Поставив кофейник на подставку для нагревания, она полностью сосредоточилась на мне.
— Должна предупредить, ответ тебе может не понравиться.
Трехногая лошадь, похоже, была еще и подслеповатой.
— Ладно.
— Меня зовут Шарлотта Дэвидсон, можешь звать меня Чарли. Я ангел смерти.
Из легких как будто выбили весь кислород, пока я стояла, оглядывая ее с головы до ног и пытаясь осознать, что она только что сказала.
Она понимающе улыбнулась:
— Не переживай. Дышать тебе необязательно. Любишь фундук?
Несколько секунд я молчала, а потом спросила:
— Что?
— Фундук в кофе любишь?
Я моргнула и взглянула на кофейник.
— А я могу пить кофе?
— Нет, конечно. Прости. Просто хотела узнать, любишь ли ты кофе с орехами. То есть любила ли. Ну, когда пила.

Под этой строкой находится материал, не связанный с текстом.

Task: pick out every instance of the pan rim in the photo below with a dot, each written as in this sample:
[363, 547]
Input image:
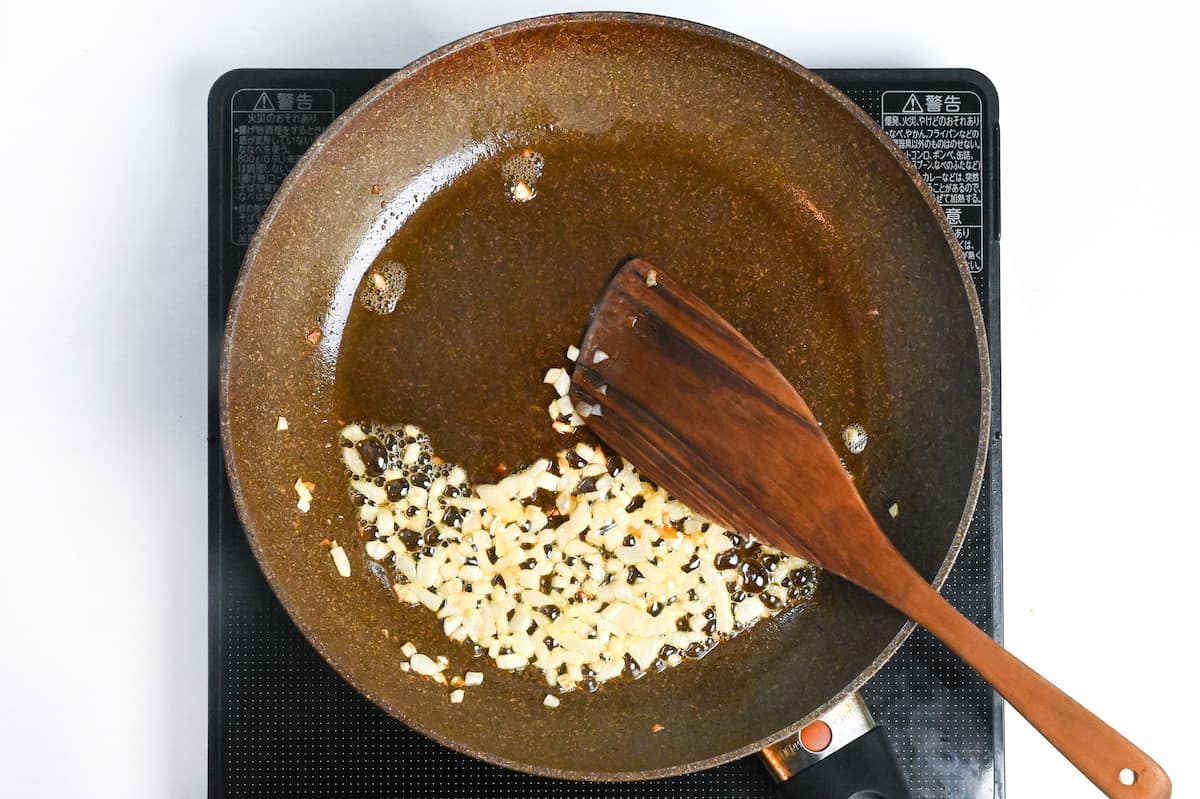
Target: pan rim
[645, 19]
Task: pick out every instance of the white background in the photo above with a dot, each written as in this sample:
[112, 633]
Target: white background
[102, 240]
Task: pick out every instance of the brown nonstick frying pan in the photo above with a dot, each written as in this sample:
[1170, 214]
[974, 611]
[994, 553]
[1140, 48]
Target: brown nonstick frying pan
[750, 179]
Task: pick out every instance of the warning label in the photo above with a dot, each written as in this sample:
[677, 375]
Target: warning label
[942, 134]
[271, 128]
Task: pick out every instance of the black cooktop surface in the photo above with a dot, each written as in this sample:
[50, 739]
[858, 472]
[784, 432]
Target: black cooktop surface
[283, 724]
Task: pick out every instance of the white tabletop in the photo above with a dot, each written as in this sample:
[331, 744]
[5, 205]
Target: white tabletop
[102, 211]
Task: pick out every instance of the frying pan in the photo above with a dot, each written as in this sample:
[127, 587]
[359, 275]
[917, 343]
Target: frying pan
[753, 180]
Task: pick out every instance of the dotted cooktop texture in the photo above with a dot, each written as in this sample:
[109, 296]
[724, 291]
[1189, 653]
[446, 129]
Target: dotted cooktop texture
[283, 724]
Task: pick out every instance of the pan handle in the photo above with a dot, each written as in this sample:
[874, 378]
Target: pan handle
[843, 755]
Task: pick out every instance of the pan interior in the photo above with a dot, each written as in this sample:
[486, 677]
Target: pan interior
[743, 176]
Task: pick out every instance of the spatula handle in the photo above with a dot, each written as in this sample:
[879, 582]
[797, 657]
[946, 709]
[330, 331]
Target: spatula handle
[1105, 757]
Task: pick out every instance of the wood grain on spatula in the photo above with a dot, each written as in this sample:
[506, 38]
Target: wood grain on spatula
[691, 403]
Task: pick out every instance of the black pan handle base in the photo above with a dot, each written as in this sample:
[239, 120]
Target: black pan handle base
[864, 768]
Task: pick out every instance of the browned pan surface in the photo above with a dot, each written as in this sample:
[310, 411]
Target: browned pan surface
[759, 185]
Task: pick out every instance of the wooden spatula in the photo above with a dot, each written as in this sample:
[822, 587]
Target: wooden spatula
[689, 401]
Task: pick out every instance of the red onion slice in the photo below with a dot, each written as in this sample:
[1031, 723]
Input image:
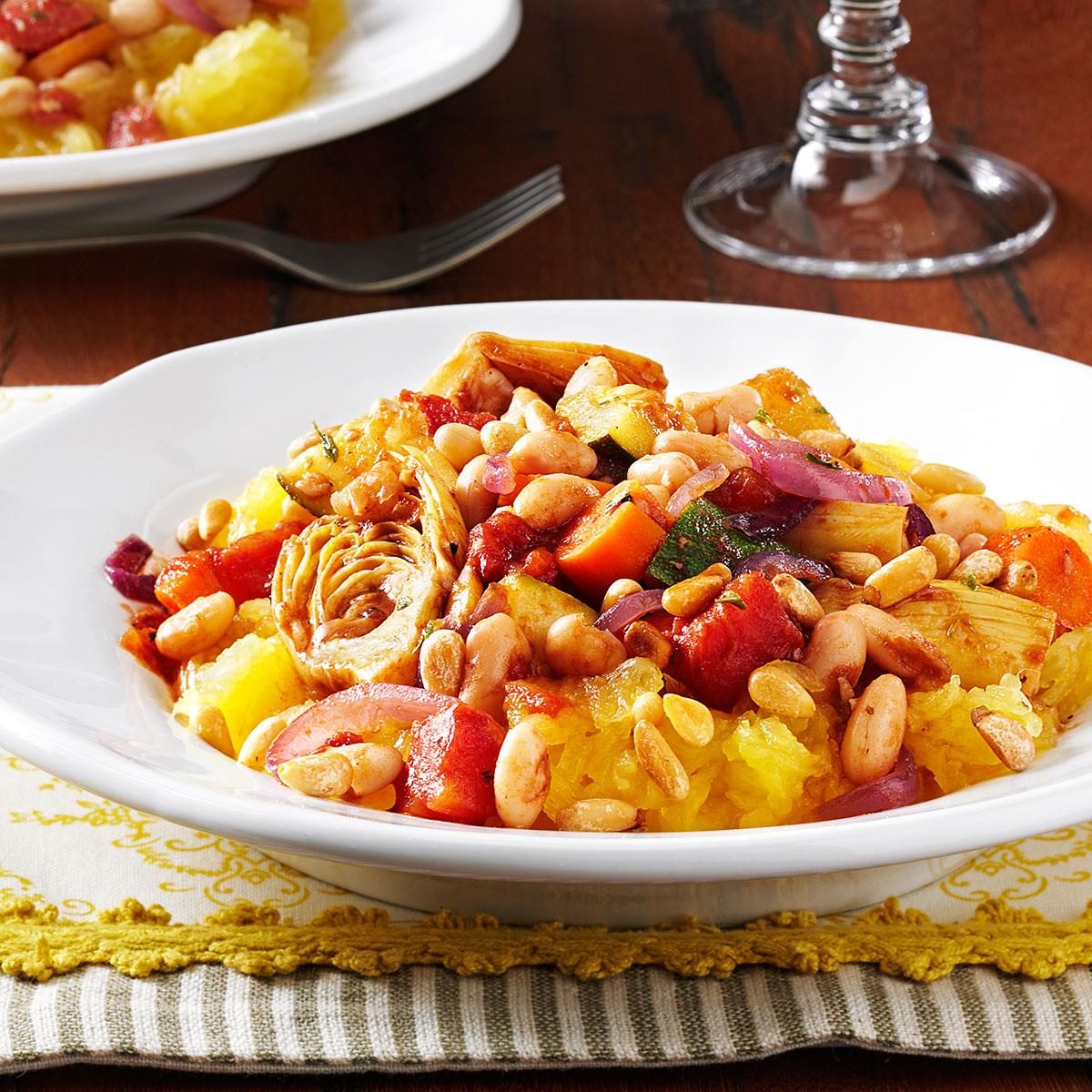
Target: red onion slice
[500, 476]
[124, 571]
[189, 12]
[696, 486]
[629, 609]
[900, 787]
[773, 561]
[806, 472]
[359, 710]
[918, 525]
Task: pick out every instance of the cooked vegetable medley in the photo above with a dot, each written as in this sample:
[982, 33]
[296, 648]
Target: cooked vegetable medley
[541, 592]
[76, 76]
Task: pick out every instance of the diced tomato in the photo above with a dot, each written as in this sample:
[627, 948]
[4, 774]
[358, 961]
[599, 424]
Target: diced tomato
[1063, 569]
[505, 544]
[452, 757]
[715, 652]
[745, 490]
[244, 569]
[34, 25]
[55, 106]
[139, 642]
[134, 125]
[440, 410]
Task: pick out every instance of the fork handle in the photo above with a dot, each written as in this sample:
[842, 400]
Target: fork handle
[232, 234]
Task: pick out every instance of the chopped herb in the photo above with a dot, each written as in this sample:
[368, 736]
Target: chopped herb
[328, 443]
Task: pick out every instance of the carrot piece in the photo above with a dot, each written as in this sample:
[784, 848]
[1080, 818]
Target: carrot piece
[81, 47]
[1065, 571]
[614, 539]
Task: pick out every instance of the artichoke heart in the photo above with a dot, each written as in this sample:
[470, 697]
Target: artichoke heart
[353, 600]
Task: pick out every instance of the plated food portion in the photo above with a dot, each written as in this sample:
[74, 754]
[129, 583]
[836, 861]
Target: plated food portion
[541, 592]
[77, 76]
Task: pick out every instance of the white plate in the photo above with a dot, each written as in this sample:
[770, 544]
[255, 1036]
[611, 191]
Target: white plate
[396, 57]
[145, 450]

— Какое это имеет значение? — спросила я, утопая в море замешательства.
— Как ни печально, никакого. Фундук уже молотый, кстати. — Она потянулась к шкафчику за чашкой. — Однако такие детали могут подстегнуть твою память. Ты любишь шоколад? Может быть, желейные конфеты? Или метамфетамин?
У меня отвисла челюсть. Я поискала глазами зеркало.
— О боже, неужели я похожа на наркоманку?
— Нет, — покачала головой собеседница. — Вовсе нет. — Потом бросила на меня украдкой взгляд и добавила: — В общем, не совсем.
Посмотрев на свои руки, я поняла, что они чересчур худые. И цвет кожи какой-то нехороший. Но разве так не должно быть, когда умираешь? Если бы только я могла вспомнить, кто я такая и как умерла! Однако я помнила только, как упала. А до этого за чем-то тянулась. Но за чем?
— Это нормально, что люди забывают, кто они такие, когда… ну… когда переходят?